Paper: Deep Meta Coordination Graphs for Multi-agent Reinforcement Learning [Arxiv]
Authors: Nikunj Gupta, James Zachary Hare, Rajgopal Kannan, Viktor Prasanna
Affiliations: University of Southern California, DEVCOM Army Research Office
Correspondence: [email protected]
This is the code of the implementations of the Deep Meta Coordination Graphs for Multi-agent Reinforcement Learning. The code is based on the python/pytorch frameworks PyMARL, PyMARL2 and DCG.
This paper presents deep meta coordination graphs (DMCG) for learning cooperative policies in multi-agent reinforcement learning (MARL). Coordination graph formulations encode local interactions and accordingly factorize the joint value function of all agents to improve efficiency in MARL. However, existing approaches rely solely on pairwise relations between agents, which potentially oversimplifies complex multi-agent interactions.
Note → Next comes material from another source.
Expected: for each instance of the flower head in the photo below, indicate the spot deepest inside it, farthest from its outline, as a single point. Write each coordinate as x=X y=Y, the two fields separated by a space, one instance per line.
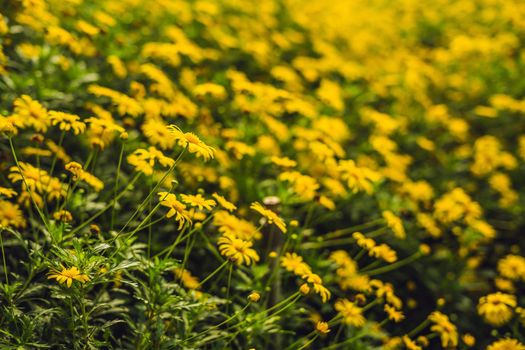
x=68 y=275
x=238 y=250
x=269 y=215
DMCG goes beyond these simple direct interactions by also capturing useful higher-order and indirect relationships among agents. It generates novel graph structures accommodating multiple types of interactions and arbitrary lengths of multi-hop connections in coordination graphs to model such interactions. It then employs a graph convolutional network module to learn powerful representations in an end-to-end manner. We demonstrate its effectiveness in multiple coordination problems in MARL where other state-of-the-art methods can suffer from sample inefficiency or fail entirely.
Figure 1: Illustration of Deep meta coordination graphs (DMCG) for learning cooperative policies in MARL. The diagram shows how the approach captures and adapts to multiple types of interactions among agents, including higher-order and indirect relationships, and generates new graph structures by exploring dynamic interactions, even among initially unconnected agents.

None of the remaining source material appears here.